Jean-Dodien Rukundo reste détenu

TROIS-RIVIÈRES — Jean-Dodien Rukundo, cet individu de 29 ans arrêté pour des gestes de violence conjugale et des bris de conditions, a échoué dans sa tentative visant à reprendre sa liberté durant les procédures judiciaires intentées contre lui.

Au terme d’une enquête sur caution, le juge Jacques Lacoursière a en effet refusé, lundi, de le remettre en liberté, et ce, afin d’assurer la protection du public, de la présumée victime et pour éviter qu’il ne commette d’autres infractions entre autres motifs. Il a aussi basé sa décision sur la preuve recueillie par les policiers qu’il a qualifiée de très forte.

Rappelons que vers 6 h 10 le 30 janvier, les policiers ont dû se rendre dans un logement de la rue de Tonnancour, suite à un appel 911 logé par un voisin, pour violence intrafamiliale.

À leur arrivée sur place, ils ont immédiatement entendu des cris et des pleurs en provenance du logement en question. Une fois à l’intérieur, ils ont constaté des traces de violence à l’intérieur. Deux personnes étaient sur place, soit le suspect et la victime. Cette dernière avait le visage en sang et complètement tuméfié. Elle a dû être transportée à l’hôpital pour y recevoir les soins nécessaires.

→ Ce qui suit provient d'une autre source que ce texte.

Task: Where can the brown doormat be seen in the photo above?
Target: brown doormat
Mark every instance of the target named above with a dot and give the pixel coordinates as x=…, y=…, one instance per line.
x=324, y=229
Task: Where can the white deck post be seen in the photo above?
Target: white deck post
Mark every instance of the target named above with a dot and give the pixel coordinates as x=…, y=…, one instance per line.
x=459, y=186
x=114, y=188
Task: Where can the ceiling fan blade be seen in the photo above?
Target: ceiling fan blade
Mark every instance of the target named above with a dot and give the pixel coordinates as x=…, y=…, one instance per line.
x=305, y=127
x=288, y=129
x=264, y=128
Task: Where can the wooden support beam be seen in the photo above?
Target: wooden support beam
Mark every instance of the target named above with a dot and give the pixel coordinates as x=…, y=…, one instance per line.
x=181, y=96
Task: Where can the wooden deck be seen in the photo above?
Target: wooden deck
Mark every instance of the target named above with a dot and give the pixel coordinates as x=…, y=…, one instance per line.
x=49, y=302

Le suspect a immédiatement été mis en état d’arrestation et conduit au quartier général afin d’être rencontré par les enquêteurs. Si au départ, une accusation de voies de fait causant des lésions avait été portée contre lui, la procureure de la Couronne Me Stéphanie Sleigher a obtenu que le chef soit amendé au profit de voies de fait graves.

Les gestes de violence auraient été commis au retour d’une soirée au cours de laquelle le suspect avait consommé beaucoup d’alcool. Selon ce qui a été révélé en cour, ce n’est pas la première fois qu’il est agressif et violent.

En guise de garanties, le prévenu qui est représenté par Me Yvan Braun, s’est dit prêt à aller suivre une thérapie à la Maison Carignan mais aux yeux du juge, cela s’est avéré insuffisant.

Il a aussi tenu compte qu’il a des causes pendantes en matière d’introduction par effraction visant à commettre des voies de fait. Il avait pu reprendre sa liberté mais avec des conditions qu’il a omis de respecter.

Sa détention a donc été ordonnée. Il sera ramené en cour le 18 février.